Long called the Attorney-General’s office to report her findings, and two weeks later found herself on a stake-out, with a court order from a judge. “We set up and secured the office at 6am with a box of donuts,” she says. “The FBI was also looking at him for drug abuse, so we had two FBI agents, six Attorney General’s agents, all carrying weapons.” When the receptionist showed up, the team went into action.
“All ten of us descended upon this poor little girl, who was now sweating,” says Long, who was posted at the front desk to ensure the receptionist didn’t touch the computer.
“Prior to this, we had interviewed some ex-employees and patients so we had gotten validation from some patients that they had never had nitrous oxide, and we had also found out from employees that he typically came to work late, because he didn’t like to be there when the kids were screaming and yelling. He preferred them to be sedated when he got there, which was another area of concern for me,” she says. “At this point in the investigation, the fact that he didn’t have nitrous oxide and was billing for it was not what I was overly concerned about. More of a concern was the safety of the kids.”
Despite frantic calls from the receptionist, the dentist never appeared at the office, but the search warrant revealed that he didn’t have nitrous oxide. The team interviewed the Russian dentist, who revealed that he had never used, and wasn’t even licensed to use, nitrous oxide.
“And it was billed on every claim, so we put two and two together and realized the reason he was voiding the claims was because he thought we were onto the fact that he was billing it for an unlicensed dentist,” says Long.

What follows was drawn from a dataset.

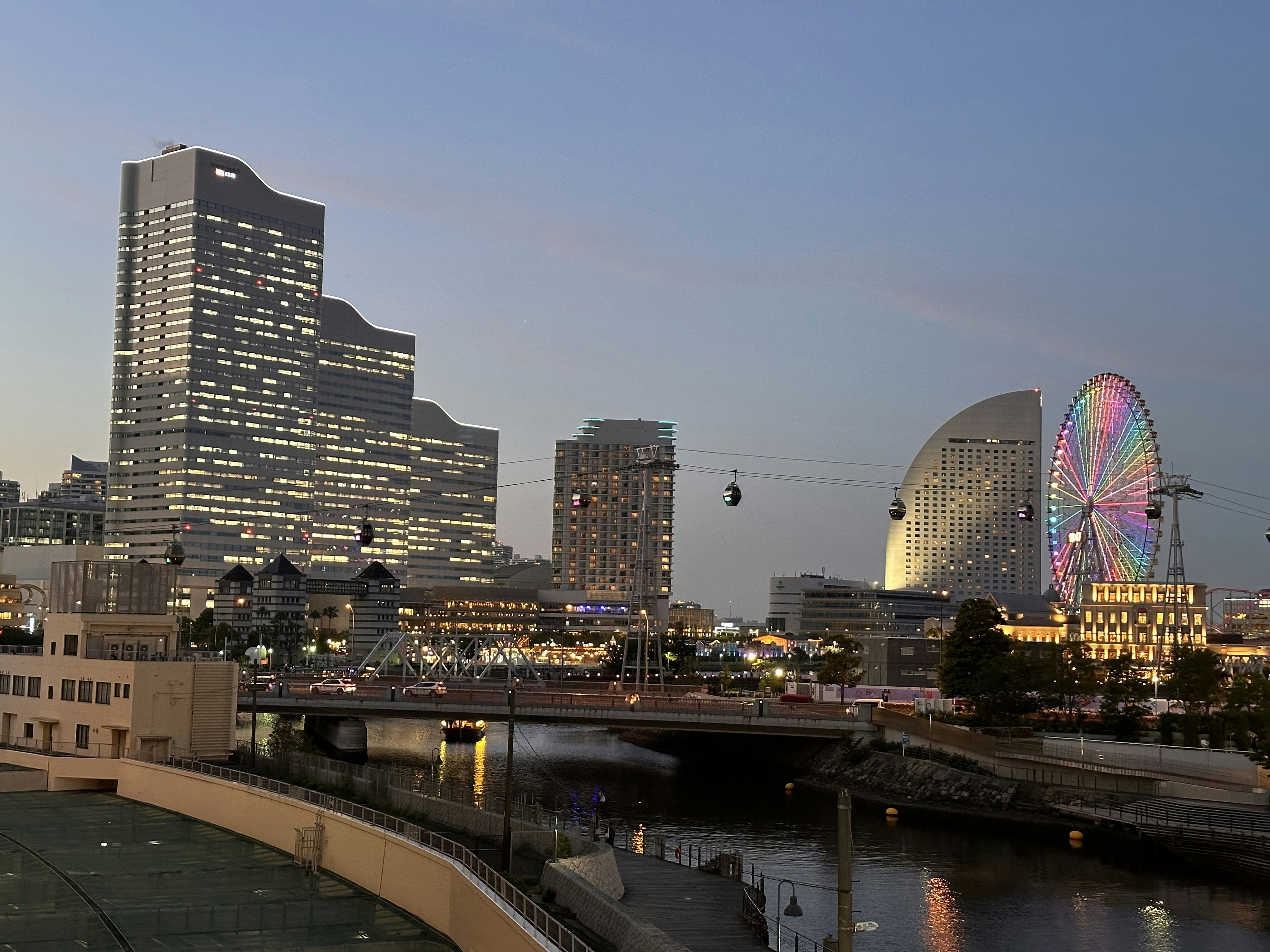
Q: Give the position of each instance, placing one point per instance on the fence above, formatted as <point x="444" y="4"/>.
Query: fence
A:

But far more worrying were the revelations during the investigation that the dentist was sedating and restraining children unnecessarily. Later examinations with 20 of the children revealed that they had been traumatized by their experiences at the dentist.
“My passion for the case had nothing to do with the fact that he was billing for nitrous oxide,” says Long. “He was harming children in the process of trying to make money out of the Medicaid program. That’s when Medicaid fraud crosses the line.”